# (video) Toddler Tackled In End Zone



## Chris (Apr 25, 2007)

http://us.video.aol.com/?pmmsid=1893568

Toddler Tackled In End Zone

CBS News RAW As a Colorado State wide receiver caught a touchdown pass in the end zone he collided with a 4-year-old boy playing on the sidelines. The boy sustained a minor injury. (April 23)


----------



## Vince (Apr 25, 2007)

wow


----------



## D-EJ915 (Apr 25, 2007)

that would suck but you've got to ask, why was that kid chilling out there in the first place?


----------



## spkenn5 (Apr 25, 2007)

exactly why would he be there.. thats one crazy hit even tho the kid made it out okay..


----------



## playstopause (Apr 25, 2007)

That kid's parents --->


----------



## fathead (Apr 25, 2007)

playstopause said:


> That kid's parents --->


 
Yeah, I'm not even a parent and that was hard to watch.


----------



## Rick (Apr 25, 2007)

D-EJ915 said:


> that would suck but you've got to ask, why was that kid chilling out there in the first place?



And where the fuck were his parents?


----------



## Mastodon (Apr 25, 2007)

Oh man...I'm goin' to hell for laughin at that.


----------



## Bobby (Apr 26, 2007)

Fuck that I cried. Well not really crying but teary eyed.

Maybe it's the being a parent thing. I'm glad that wall was padded and that kid didn't get hurt.


----------



## noodles (Apr 30, 2007)

I would absolutely hate to be that football player. He probably felt like crap, even though it was no fault of his own. 

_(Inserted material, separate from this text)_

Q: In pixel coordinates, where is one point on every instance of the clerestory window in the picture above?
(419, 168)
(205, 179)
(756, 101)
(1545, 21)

He did the best he could, trying to minimize the hit, and then rolling over quick and picking the poor kid up off the ground.


----------



## telecaster90 (May 4, 2007)

noodles said:


> I would absolutely hate to be that football player. He probably felt like crap, even though it was no fault of his own.
> 
> He did the best he could, trying to minimize the hit, and then rolling over quick and picking the poor kid up off the ground.



Word, props to him. Good catch, too.

That actually happene to me, once. I was at a youth group thing a few months back playing football. It was getting dark out and we were almost done. Random people, including parents and one of the parent's 4 or 5 year old daughter, who kinda wandered into the general area of the "field". I caught a pass and outran everyone flex, but ended up getting tripped up from behind. I stumbled and ended up falling full speed into the little girl  She ended up being alright, just kinda wandered into where the play had ended up and was in the wrong place at the wrong time. I felt pretty bad, though, and apologized to her mother.


----------